El compañero Renner, en su folleto El obrero alemán y el nacionalismo, consiguió en setenta páginas, sino explicarla, al menos fundamentarla. Ese escrito contiene muchísimo de valioso. Renner muestra cuán en contradicción está la práctica de los nacionales con su ideología, muestra que detrás de las frases nacionales se esconden intereses burgueses. Pero piensa: cuanto más, mejor, y así, junto a una refutación absolutamente socialista del nacionalismo, hace correr una absolutamente no socialista. Opina, por supuesto, que solo se sirve de una “terminología inhabitual”, que solo se ha “adaptado algo” al “tono” de la ideología del adversario a quien se dirige. Pero ha hecho más. Ha querido equiparar la ideología nacionalista y la socialista. Ha vertido vino en la letrina, pero no por eso ennobleció la letrina, tal cual sería, sino que solo echó a perder el vino.

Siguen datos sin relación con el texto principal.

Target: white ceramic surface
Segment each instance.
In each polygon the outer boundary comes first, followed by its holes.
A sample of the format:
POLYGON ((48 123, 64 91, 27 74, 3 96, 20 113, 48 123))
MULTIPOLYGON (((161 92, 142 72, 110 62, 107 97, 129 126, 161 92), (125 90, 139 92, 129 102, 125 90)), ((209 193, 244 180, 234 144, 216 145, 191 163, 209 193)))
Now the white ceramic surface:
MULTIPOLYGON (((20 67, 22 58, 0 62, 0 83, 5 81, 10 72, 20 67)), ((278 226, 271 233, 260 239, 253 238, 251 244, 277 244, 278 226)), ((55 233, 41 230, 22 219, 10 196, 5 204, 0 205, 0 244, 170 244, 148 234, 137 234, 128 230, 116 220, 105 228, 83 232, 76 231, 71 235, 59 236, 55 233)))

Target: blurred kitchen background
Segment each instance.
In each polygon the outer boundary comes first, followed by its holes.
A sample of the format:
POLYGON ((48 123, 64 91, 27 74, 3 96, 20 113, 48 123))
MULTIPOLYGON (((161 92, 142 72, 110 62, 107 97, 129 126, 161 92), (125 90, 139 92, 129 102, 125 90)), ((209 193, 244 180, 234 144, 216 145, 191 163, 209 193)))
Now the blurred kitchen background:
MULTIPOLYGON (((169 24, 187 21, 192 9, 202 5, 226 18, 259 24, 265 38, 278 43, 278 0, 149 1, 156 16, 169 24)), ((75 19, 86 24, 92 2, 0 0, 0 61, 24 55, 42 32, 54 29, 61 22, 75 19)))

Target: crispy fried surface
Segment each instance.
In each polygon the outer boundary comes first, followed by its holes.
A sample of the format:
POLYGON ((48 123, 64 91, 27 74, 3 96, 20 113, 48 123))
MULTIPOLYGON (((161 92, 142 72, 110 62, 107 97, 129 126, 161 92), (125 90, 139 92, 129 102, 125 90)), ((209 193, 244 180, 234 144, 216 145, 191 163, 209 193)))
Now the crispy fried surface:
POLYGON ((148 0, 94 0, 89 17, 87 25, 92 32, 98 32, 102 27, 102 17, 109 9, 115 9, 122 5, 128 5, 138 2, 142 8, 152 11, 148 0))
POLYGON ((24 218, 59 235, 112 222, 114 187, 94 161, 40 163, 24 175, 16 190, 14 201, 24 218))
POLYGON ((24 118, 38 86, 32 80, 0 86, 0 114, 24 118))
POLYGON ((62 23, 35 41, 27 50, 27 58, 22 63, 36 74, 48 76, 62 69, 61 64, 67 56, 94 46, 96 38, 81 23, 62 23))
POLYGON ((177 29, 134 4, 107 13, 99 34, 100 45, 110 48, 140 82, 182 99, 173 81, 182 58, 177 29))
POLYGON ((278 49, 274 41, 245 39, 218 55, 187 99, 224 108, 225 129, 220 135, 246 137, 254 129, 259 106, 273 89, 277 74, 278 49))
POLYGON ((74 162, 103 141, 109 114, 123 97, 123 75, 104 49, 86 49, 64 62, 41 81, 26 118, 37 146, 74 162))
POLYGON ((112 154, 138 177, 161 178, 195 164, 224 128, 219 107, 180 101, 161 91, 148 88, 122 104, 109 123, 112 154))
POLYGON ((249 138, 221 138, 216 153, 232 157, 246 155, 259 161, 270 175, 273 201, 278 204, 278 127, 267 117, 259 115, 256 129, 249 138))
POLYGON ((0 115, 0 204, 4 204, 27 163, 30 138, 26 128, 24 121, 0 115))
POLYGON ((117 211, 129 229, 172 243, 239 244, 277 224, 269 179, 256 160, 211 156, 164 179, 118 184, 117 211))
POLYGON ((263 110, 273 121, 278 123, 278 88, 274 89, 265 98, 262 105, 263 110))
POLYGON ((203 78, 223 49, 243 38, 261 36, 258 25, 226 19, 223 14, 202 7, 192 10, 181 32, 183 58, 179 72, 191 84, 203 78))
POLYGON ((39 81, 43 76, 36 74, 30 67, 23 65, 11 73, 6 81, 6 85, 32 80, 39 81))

Una vez más: ¿qué tiene que hacer la frase que dice que somos buenos alemanes? A quien piense con criterio nacional, vale decir burgués, tampoco lo convenceremos con las apasionadas protestas de nuestra germanidad; ese solo se divertirá con nosotros. O sea que nada tenemos que ganar como buenos alemanes. Pero sí que perder. Confundimos al obrero cuando de golpe le descubrimos que es “un fiel hijo de su pueblo”, pero no hay por dónde agarrar al adversario con nuestra germanidad. Así como a ellos les sirve de poco hacerse los socialistas, también a nosotros nos sirve de poco hacernos los nacionalistas. No podemos dejar fuera de combate a los nacionalistas buscando emparejarnos con ellos o bien sobrepujarlos. Solo podemos hacer una cosa: contraponer a la ideología nacionalista la ideología del internacionalismo intransigente.


[1]La diferencia entre sentimientos nacionales y nacionalistas me parece demasiado sutil. Encuentro que nacionales y nacionalistas no tienen diferencias esenciales entre sí: el nacional solo es un nacionalista recortado, mesurado, pero al fin y al cabo un nacionalista.